Back to school: How bilingual signs help classroom communication

Fall is upon us and that means school is back in session. But more than ever, schools need bilingual signs to accommodate a growing number of students for whom English is not the primary language. According to a 2012 U.S. Census Bureau study, almost 37 million people aged 5 or older speak Spanish. Roughly 20 percent of the U.S. population spoke a language other than English at the time of the survey. It's becoming increasingly important for schools to recognize this fact.

Bilingual signs help foreign-language students acclimate to a new school, communicate with teachers and other students, and succeed academically. But there's more to it than that: The right signs can also help foster a bilingual student body that can learn and understand in new ways. Here are three areas in which bilingual signs can improve communication in schools:

"The right signs can help foster a bilingual student body."

1. Among students
Interaction among students is arguably the most important part of education, especially for elementary through high school students. But if students don't speak the same language and have no means of understanding one another, communication and interaction will be limited. Bilingual signs facilitate that socialization by allowing students to reference English translations as necessary. English-speaking students who are exposed to another language will ultimately gain at least some degree of fluency that will help them in school and in life.

2. Students and teachers
Teachers who don't speak the same language as some of their students will have a hard time reaching those kids. If a student can't understand the lesson, how can he or she be expected to pass the class? Bilingual signs allow instructors to use various reference points in the classroom to demonstrate different lessons and ideas. Just as students might eventually learn more Spanish with the help of Spanish signs, teachers can also pick up a second language and incorporate it in their classes. 

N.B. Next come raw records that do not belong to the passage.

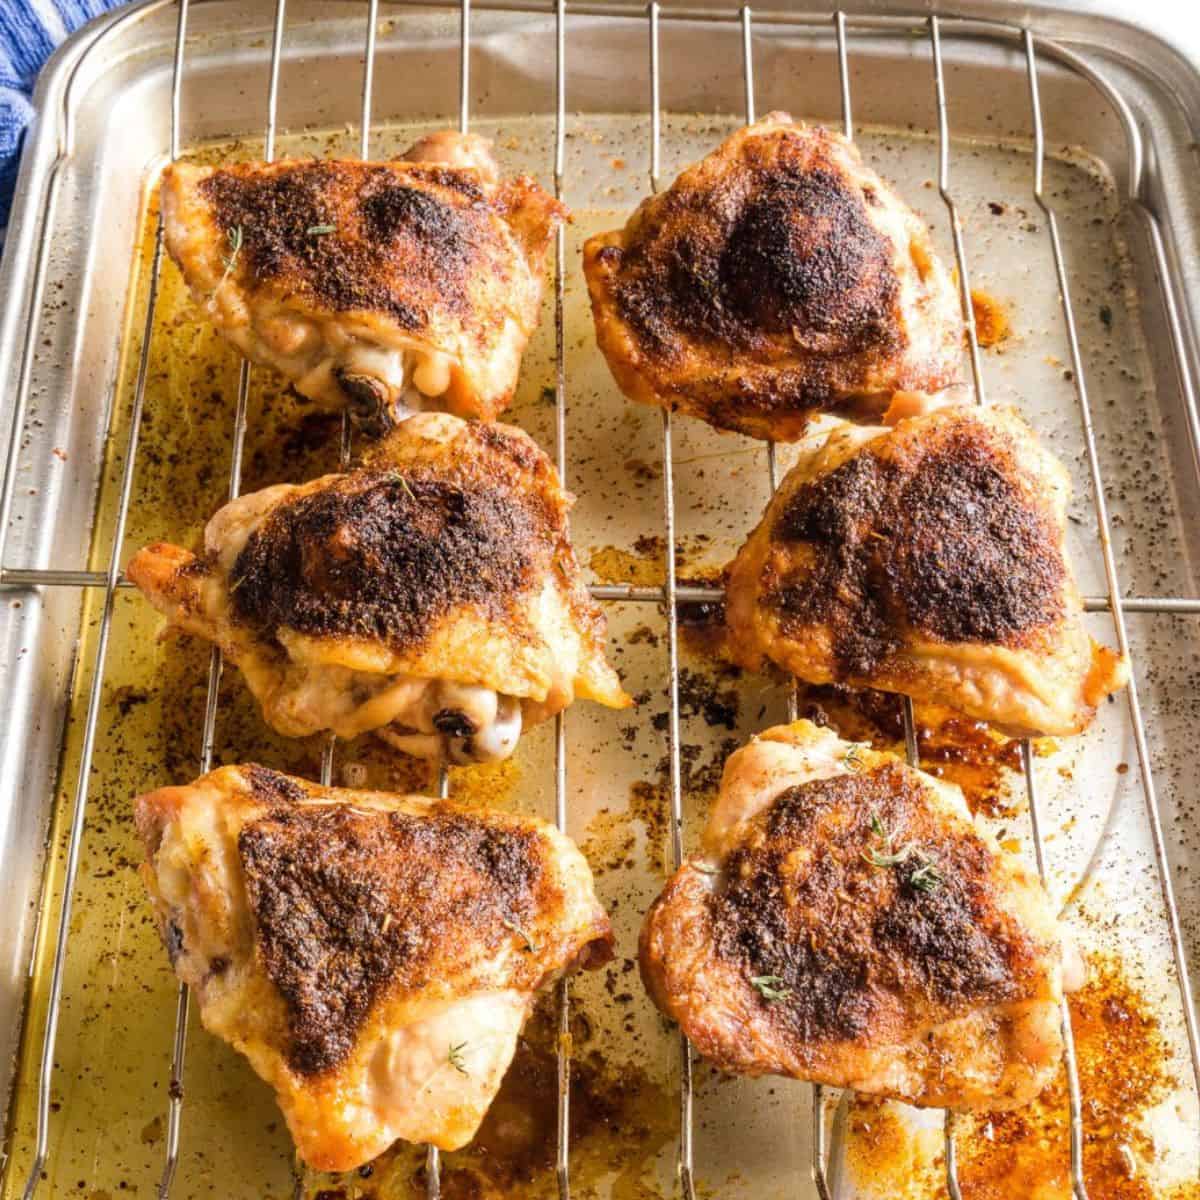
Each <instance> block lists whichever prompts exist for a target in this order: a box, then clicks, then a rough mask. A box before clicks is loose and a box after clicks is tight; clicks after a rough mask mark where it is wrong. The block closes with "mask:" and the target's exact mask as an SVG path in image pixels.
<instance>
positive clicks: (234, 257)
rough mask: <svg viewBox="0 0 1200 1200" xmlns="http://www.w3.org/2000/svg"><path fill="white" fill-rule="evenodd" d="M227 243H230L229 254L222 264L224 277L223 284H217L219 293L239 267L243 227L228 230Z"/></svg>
mask: <svg viewBox="0 0 1200 1200" xmlns="http://www.w3.org/2000/svg"><path fill="white" fill-rule="evenodd" d="M226 241H228V242H229V253H228V254H226V256H223V257H222V259H221V262H222V263H224V266H226V269H224V275H222V276H221V282H220V283H217V288H216V289H217V292H220V290H221V288H222V287H224V281H226V280H228V278H229V276H230V275H233V269H234V268H235V266H236V265H238V256H239V254H240V253H241V242H242V235H241V226H234V227H233V228H232V229H226Z"/></svg>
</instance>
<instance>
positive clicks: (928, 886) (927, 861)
mask: <svg viewBox="0 0 1200 1200" xmlns="http://www.w3.org/2000/svg"><path fill="white" fill-rule="evenodd" d="M918 858H920V856H918ZM944 882H946V880H944V877H943V876H942V872H941V871H940V870H938V869H937V864H936V863H931V862H930V860H929V859H928V858H920V865H919V866H918V868H917V870H916V871H913V872H912V875H910V876H908V886H910V887H913V888H916V889H917V890H918V892H936V890H937V889H938V888H940V887H941V886H942V884H943V883H944Z"/></svg>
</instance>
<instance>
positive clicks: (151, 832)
mask: <svg viewBox="0 0 1200 1200" xmlns="http://www.w3.org/2000/svg"><path fill="white" fill-rule="evenodd" d="M136 816H137V824H138V832H139V833H140V835H142V839H143V840H144V842H145V850H146V862H145V864H144V865H143V868H142V875H143V878H144V881H145V884H146V888H148V890H149V893H150V896H151V900H152V902H154V907H155V911H156V914H157V919H158V925H160V931H161V934H162V938H163V943H164V944H166V947H167V952H168V954H169V955H170V960H172V964H173V966H174V968H175V973H176V974H178V976H179V978H180V979H181V980H182V982H184V983H186V984H187V985H188V986H190V988H191V989H192V991H193V995H194V996H196V998H197V1000H198V1001H199V1006H200V1019H202V1020H203V1022H204V1027H205V1028H206V1030H209V1032H211V1033H215V1034H217V1036H218V1037H222V1038H224V1039H226V1040H227V1042H228V1043H229V1044H230V1045H233V1046H234V1049H236V1050H239V1051H240V1052H241V1054H244V1055H245V1056H246V1057H247V1058H248V1060H250V1062H251V1066H252V1067H253V1068H254V1070H256V1072H257V1073H258V1074H259V1075H260V1076H262V1078H263V1079H264V1080H266V1082H268V1084H270V1085H271V1087H274V1088H275V1092H276V1097H277V1098H278V1102H280V1106H281V1108H282V1109H283V1115H284V1117H286V1118H287V1122H288V1128H289V1129H290V1130H292V1136H293V1138H294V1140H295V1144H296V1148H298V1150H299V1152H300V1157H301V1158H302V1159H304V1160H305V1162H306V1163H308V1164H310V1165H312V1166H314V1168H317V1169H318V1170H330V1171H346V1170H352V1169H354V1168H356V1166H360V1165H361V1164H362V1163H366V1162H368V1160H370V1159H372V1158H374V1157H376V1156H377V1154H379V1153H382V1152H383V1151H384V1150H386V1148H388V1146H390V1145H391V1142H392V1141H395V1140H396V1139H397V1138H403V1139H406V1140H408V1141H421V1142H426V1141H427V1142H432V1144H433V1145H436V1146H439V1147H440V1148H443V1150H457V1148H458V1147H460V1146H463V1145H466V1142H468V1141H469V1140H470V1139H472V1138H473V1136H474V1134H475V1130H476V1128H478V1127H479V1123H480V1121H481V1120H482V1117H484V1114H485V1112H486V1111H487V1108H488V1105H490V1104H491V1102H492V1098H493V1097H494V1096H496V1091H497V1088H498V1087H499V1084H500V1079H502V1078H503V1075H504V1072H505V1070H506V1069H508V1066H509V1062H510V1061H511V1058H512V1054H514V1050H515V1049H516V1044H517V1036H518V1033H520V1031H521V1026H522V1024H523V1022H524V1018H526V1015H527V1013H528V1010H529V1007H530V1003H532V1001H533V995H534V992H535V991H536V990H538V989H539V988H541V986H544V985H546V984H547V983H550V982H551V980H553V979H556V978H558V977H559V976H560V974H563V973H564V972H566V971H571V970H575V968H576V967H580V966H588V967H595V966H600V965H601V964H604V962H605V961H607V960H608V959H610V958H611V956H612V952H611V947H612V931H611V929H610V925H608V918H607V916H606V914H605V912H604V910H602V908H601V907H600V905H599V904H598V901H596V898H595V895H594V893H593V889H592V872H590V871H589V870H588V864H587V862H586V860H584V859H583V856H582V854H581V853H580V852H578V850H576V847H575V846H574V844H572V842H571V841H570V840H569V839H568V838H565V836H564V835H563V834H560V833H558V832H557V830H556V829H553V828H552V827H551V826H548V824H546V823H545V822H542V821H538V820H534V818H532V817H524V816H515V815H510V814H503V812H491V811H486V810H479V809H466V808H461V806H457V805H455V804H449V803H444V802H437V800H431V799H426V798H425V797H421V796H389V794H385V793H380V792H352V791H346V790H340V788H329V787H320V786H318V785H316V784H311V782H306V781H305V780H300V779H293V778H290V776H288V775H281V774H278V773H277V772H274V770H268V769H266V768H265V767H254V766H244V767H222V768H221V769H220V770H215V772H212V773H211V774H208V775H204V776H203V778H200V779H198V780H197V781H196V782H194V784H190V785H187V786H186V787H164V788H162V790H160V791H156V792H150V793H149V794H148V796H143V797H140V798H139V799H138V800H137V802H136Z"/></svg>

3. Students and the facility
In a building covered with English-specific signs and identification, students with limited English language skills can feel intimidated, lost, out of place and even unwelcome. Those are emotions that run counter to what schools are about: learning, community and sanctuary. By including a second language in those signs, administrators can provide a better environment for those whose primary language is something other than English. Plus, students should learn basic facilities by more than just their English name to better prepare them for a an increasingly diverse and multilingual nation.

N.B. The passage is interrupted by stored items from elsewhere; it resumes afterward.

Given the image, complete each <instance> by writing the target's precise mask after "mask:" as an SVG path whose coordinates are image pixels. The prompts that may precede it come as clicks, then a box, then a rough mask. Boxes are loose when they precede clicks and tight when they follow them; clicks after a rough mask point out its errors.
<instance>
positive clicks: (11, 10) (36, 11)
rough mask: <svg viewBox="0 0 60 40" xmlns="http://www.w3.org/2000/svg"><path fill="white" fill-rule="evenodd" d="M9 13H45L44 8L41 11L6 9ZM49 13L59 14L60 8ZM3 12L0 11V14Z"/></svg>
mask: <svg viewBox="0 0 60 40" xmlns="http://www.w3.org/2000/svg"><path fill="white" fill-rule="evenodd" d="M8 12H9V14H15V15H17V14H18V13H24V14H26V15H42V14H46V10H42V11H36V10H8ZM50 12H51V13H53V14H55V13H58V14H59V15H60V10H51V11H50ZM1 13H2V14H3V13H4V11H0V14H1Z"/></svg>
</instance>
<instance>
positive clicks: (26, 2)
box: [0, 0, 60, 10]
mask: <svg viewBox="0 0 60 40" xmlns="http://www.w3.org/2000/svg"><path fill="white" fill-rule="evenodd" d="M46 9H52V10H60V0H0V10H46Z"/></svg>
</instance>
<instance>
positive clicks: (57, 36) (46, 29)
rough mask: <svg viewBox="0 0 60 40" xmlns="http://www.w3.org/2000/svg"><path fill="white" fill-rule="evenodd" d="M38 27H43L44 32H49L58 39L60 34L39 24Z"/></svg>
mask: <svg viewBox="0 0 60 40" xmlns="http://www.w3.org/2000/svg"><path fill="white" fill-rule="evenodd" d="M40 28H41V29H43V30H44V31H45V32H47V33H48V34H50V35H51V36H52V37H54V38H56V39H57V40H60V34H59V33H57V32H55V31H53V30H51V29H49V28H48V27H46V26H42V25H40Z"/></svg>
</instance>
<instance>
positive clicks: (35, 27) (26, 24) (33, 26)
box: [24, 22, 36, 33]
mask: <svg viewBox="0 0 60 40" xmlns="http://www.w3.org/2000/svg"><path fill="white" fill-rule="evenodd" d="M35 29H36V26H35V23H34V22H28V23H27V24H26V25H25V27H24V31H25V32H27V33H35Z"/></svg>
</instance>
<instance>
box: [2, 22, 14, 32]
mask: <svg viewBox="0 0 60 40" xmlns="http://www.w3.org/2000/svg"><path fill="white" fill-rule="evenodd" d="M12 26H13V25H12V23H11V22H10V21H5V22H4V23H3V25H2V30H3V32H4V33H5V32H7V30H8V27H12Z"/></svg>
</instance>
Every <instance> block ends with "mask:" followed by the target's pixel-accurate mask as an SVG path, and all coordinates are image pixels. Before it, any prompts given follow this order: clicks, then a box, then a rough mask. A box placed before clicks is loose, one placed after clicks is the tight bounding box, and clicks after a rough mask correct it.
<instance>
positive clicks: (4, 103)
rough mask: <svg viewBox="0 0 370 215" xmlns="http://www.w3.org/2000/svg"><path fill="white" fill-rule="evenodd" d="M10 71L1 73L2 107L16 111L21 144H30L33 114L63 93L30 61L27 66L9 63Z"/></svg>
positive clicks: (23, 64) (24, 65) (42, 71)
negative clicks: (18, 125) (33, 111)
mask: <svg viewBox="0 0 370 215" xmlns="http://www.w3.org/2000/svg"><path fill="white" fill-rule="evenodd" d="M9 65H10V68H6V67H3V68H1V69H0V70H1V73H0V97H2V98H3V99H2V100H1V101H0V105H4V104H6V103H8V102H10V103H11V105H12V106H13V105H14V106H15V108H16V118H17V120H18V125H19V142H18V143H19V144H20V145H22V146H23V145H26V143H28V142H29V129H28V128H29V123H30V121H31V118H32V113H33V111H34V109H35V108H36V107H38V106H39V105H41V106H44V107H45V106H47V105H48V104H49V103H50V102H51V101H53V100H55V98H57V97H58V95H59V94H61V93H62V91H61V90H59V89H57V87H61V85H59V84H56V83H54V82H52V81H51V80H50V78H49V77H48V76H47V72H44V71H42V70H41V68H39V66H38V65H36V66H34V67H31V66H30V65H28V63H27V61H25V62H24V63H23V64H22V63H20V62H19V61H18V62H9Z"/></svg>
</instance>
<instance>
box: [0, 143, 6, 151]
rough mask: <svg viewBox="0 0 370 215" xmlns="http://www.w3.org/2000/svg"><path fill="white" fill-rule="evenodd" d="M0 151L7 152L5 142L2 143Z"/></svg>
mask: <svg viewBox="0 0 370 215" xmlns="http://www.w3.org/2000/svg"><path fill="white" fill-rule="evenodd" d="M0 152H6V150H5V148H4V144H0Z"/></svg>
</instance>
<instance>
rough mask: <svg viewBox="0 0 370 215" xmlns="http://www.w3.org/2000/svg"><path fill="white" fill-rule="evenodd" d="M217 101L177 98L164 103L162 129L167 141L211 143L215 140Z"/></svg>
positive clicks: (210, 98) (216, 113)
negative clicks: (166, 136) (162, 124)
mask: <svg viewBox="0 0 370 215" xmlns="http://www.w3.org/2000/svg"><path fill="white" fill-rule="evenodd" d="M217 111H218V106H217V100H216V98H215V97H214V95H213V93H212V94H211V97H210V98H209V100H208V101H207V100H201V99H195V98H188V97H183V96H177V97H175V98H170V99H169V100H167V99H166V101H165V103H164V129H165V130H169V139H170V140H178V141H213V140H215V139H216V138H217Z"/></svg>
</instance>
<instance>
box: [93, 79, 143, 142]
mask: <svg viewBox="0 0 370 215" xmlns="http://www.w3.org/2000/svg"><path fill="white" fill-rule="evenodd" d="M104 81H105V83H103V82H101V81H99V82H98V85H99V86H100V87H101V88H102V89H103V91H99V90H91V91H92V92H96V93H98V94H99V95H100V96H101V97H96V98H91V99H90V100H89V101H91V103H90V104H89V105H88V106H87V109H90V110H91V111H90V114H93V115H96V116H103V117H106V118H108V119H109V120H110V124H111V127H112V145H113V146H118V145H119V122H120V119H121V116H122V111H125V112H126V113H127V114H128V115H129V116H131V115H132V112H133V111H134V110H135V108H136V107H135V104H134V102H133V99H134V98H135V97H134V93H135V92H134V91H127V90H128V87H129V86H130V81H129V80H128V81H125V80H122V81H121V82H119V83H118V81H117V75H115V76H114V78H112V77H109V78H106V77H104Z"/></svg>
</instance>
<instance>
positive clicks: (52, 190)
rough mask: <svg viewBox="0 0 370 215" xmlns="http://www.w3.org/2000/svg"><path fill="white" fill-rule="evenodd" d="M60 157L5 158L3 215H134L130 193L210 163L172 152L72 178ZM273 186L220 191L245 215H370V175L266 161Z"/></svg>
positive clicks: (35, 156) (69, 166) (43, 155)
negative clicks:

It's also important to note that bilingual signs might play a crucial role during emergencies. In the case of a fire, gas leak or some other event that requires immediate evacuation, students need to be able to read and react to signs as quickly as possible. Any time a student spends trying to translate from English into his or her native language is time wasted.

As school gets back in session, keep an eye out for bilingual signs and take note of how they might be enhanced. The more channels of communication available to teachers and students, the more successful the education process will be.